Literature DB >> 12089033

Influence of the transposition of the thermostabilizing domain of Clostridium thermocellum xylanase (XynX) on xylan binding and thermostabilization.

Eun-Sun Shin1, Mi-Jeong Yang, Kyung Hwa Jung, Eun-Ju Kwon, Jae Sung Jung, Seur Kee Park, Jungho Kim, Han Dae Yun, Hoon Kim.   

Abstract

A xylanase gene, xynX, of Clostridium thermocellum had one thermostabilizing domain (TSD) between the signal peptide sequence and the catalytic domain (CD). The TSD of a truncated xylanase gene, xynX'(TSD-CD), was transpositioned from the N terminus to the C terminus of the CD by overlapping PCRs, and a modified product, xynX'(CD-TSD), was constructed. XynX'(TSD-CD) had a higher optimum temperature (70 degrees C versus 65 degrees C) and was more thermostable (residual activity of 68% versus 46% after a 20-min preincubation at 70 degrees C) than the one without the TSD, XynX'(CD). However, the domain-transpositioned enzyme, XynX'(CD-TSD), showed a lower optimum temperature (30 degrees C) and thermostability (20%) than XynX'(CD). Both XynX'(TSD-CD) and XynX'(CD-TSD) showed significantly higher binding capacity toward xylan than XynX'(CD), and the domain transposition did not cause any change in the binding ability.

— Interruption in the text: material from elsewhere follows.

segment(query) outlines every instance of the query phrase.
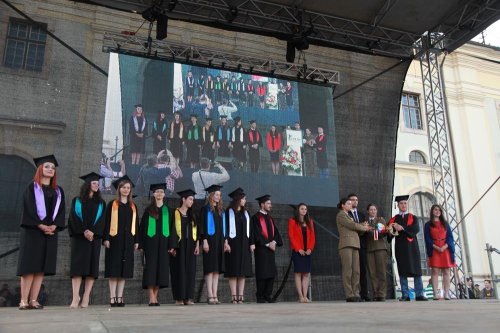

XynX'(TSD-CD) and XynX'(CD-TSD) also showed considerable binding to lichenan but not to carboxymethyl cellulose and laminarin. XynX'(TSD-CD) and XynX'(CD-TSD) had higher activities for insoluble xylan than XynX'(CD), while XynX'(CD) was more active against soluble xylan than XynX'(TSD-CD) and XynX'(CD-TSD). These results indicate that the TSD of XynX has dual functions, xylan binding and thermostabilization, and the domain should also be classified as a xylan-binding domain (XBD). The binding capacity of the XBD was not affected by domain transpositioning within the gene.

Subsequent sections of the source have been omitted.